One of the major concerns ignored by “gender-affirming” doctors is the fact that puberty blockers haven’t turned out to be the “pause button” that they were intended to be, but are instead, as Kuitenbrouwer and Vasterman put it, a “self-fulfilling prophecy.”
It has long been observed that almost all children who are put on puberty blockers go on to take cross-sex hormones, meaning that the drugs are better thought of as a start switch for further medical transition. In the past, most children would desist and come to accept their birth sex after going through puberty, if not affirmed and put on a medical pathway.
There is additionally the growing list of side effects of these drugs, from impaired bone formation to infertility and loss of sexual function. The FDA also recently added a warning to its label that the drugs can cause a dangerous swelling of the brain. Kuitenbrouwer and Vasterman also note concerns that the treatment can “interfere with the ability to make rational decisions.”
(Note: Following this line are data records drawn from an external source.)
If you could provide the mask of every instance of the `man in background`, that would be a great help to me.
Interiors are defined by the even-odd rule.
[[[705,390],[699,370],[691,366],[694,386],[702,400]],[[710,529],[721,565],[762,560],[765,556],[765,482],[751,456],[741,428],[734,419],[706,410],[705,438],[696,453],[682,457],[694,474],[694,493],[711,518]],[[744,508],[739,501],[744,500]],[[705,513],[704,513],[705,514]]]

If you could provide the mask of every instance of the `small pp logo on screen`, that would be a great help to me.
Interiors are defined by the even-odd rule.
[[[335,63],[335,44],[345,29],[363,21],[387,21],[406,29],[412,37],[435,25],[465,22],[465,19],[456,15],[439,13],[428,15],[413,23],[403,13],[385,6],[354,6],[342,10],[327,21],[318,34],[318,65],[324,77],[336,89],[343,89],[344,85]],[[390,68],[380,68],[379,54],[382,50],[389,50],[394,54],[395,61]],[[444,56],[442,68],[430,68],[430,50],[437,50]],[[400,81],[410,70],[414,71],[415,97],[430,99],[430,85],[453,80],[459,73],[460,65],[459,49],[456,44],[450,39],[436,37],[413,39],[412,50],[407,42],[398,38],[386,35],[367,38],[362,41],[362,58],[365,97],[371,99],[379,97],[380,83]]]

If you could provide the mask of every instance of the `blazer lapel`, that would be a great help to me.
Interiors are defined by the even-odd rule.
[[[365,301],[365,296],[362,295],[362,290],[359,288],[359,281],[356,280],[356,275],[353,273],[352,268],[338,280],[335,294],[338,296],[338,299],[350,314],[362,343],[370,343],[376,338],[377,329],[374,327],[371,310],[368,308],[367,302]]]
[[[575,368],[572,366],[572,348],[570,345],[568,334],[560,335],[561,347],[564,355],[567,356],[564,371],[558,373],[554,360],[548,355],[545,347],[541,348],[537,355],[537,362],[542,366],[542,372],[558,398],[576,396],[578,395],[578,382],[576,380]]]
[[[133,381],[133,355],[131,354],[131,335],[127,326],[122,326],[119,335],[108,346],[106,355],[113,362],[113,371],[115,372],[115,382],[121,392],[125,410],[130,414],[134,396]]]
When this experiment began, the number of children suffering from gender dysphoria and seeking medical treatment was vanishingly small, and almost all were male children who had experienced extreme gender distress from an early age, but Vasterman and Kuitenbrouwer point to the sudden explosion in the number of children and adolescents seeking care at gender clinics, the majority of whom are teenage girls whose gender dysphoria appeared suddenly at puberty.
Until 2010, Dutch gender clinics saw approximately 60 children a year, whereas in 2022, 1,600 were receiving treatment and a further 1,800 were on the waiting list. Like other countries, this sudden surge occurred around 2013, which coincides precisely with the dawn of the modern trans rights movement and the rise in popularity of smartphones and social media.
Trans activists and proponents of “gender-affirming” care explain this surge as being the result of greater societal acceptance of transgender people, but Kuitenbrouwer and Vasterman, as well as many experts, question why this would have affected only teenage girls, the very demographic known to be most susceptible to social contagions.
They also highlight the sharply rising number of detransitioners as a reason to put the Dutch protocol and “gender-affirming” care under scrutiny, and point to the independent reviews undertaken by Sweden, Finland, and England that caused each nation to pivot away from the affirmative model of care and back to a psychotherapeutic approach to treating these vulnerable young people.